Any thoughts on what we should do instead?  If someone holds open a
transaction long enough to burn through a billion transaction IDs
(or possibly less if someone uses a smaller BLCKSZ), should we
generate a FATAL error?

FATAL is a bit harsh, ERROR seems more appropriate.

    o I'm suspicious of the OldSerXidPagePrecedesLogically() logic
      with 32k BLCKSZ. In that case, OLDSERXID_MAX_PAGE is a larger
      than necessary to cover the whole range of 2^32 transactions,
      so at high XIDs, say 2^32-1, doesn't it incorrectly think
      that low XIDs, say 10, are in the past, not the future?

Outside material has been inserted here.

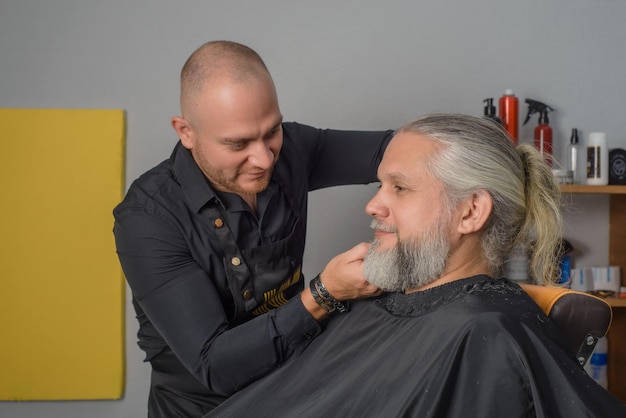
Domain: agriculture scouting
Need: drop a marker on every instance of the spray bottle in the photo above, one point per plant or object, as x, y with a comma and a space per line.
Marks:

I will look that over to see; but if this is broken, then one of the
other SLRU users is probably broken, because I think I stole this
code pretty directly from another spot.

It was copied from async.c, which doesn't have this problem because it's not mapping XIDs to the slru. There, the max queue size is determined by the *_MAX_PAGE, and you point to a particular location in the SLRU with simply page+offset.

/*
  * Keep a pointer to the currently-running serializable
  * transaction (if any) for quick reference.
  * TODO SSI: Remove volatile qualifier and the then-unnecessary
  * casts?
  */
static volatile SERIALIZABLEXACT *MySerializableXact =
                     InvalidSerializableXact;

* So, should we remove it? In most places where contents of
    MySerializableXact are modified, we're holding
    SerializableXactHashLock in exclusive mode. However, there's
    two exceptions:

    o GetSafeSnapshot() modifies MySerializableXact->flags without
      any lock. It also inspects
      MySerializableXact->possibleUnsafeConflicts without a lock.
      What if somone sets some other flag in the flags bitmap just
      when GetSafeSnapshot() is about to set
      SXACT_FLAG_DEFERRABLE_WAITING? One of the flags might be lost
      :-(.

    o CheckForSerializableConflictIn() sets SXACT_FLAG_DID_WRITE
      without holding a lock. The same danger is here if someone
      else tries to set some other flag concurrently.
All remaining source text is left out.